5 minute read

Hiya! It’s been a while since I last made a post here.

I’ve recently started to learn more about Cryptography (in a formal University lecture setting) and I wanted to share some Crypto-related things that I’ve learnt here, to consolidate my learning, and to aid my revision for the upcoming midterm exams.

I’ve really enjoyed learning about Cryptography thus far (at an introductory level), and I find it super interesting! Given my interest, I am therefore planning to take some higher level Crypto-based modules in the future, in order to learn more.

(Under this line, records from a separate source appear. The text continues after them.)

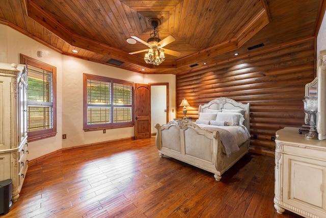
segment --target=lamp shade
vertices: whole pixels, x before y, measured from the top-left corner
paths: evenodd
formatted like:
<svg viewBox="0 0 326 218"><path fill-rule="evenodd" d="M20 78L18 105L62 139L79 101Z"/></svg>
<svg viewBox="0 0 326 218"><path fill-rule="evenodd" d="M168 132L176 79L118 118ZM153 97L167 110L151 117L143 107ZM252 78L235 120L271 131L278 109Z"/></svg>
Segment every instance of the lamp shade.
<svg viewBox="0 0 326 218"><path fill-rule="evenodd" d="M181 103L180 104L180 106L184 107L184 106L189 106L190 105L188 103L188 101L187 101L186 99L183 99L183 100L182 100L182 101L181 102Z"/></svg>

I am also considering taking some algorithm-centric modules (like CS3230 - Design and Analysis of Algorithms), though I will say, that my math isn’t necessarily the strongest, and I don’t really like grinding out DSA leetcode problems either. Of course, I will definitely try to take steps and improve in these aspects before I take a plunge into the deep end 😁.

Apologies for the digression. Without further ado, let’s dive right into the first topic on RSA!

What is RSA?

From Wikipedia:

RSA (Rivest–Shamir–Adleman) is a public-key cryptosystem, one of the oldest widely used for secure data transmission. The initialism “RSA” comes from the surnames of Ron Rivest, Adi Shamir and Leonard Adleman, who publicly described the algorithm in 1977.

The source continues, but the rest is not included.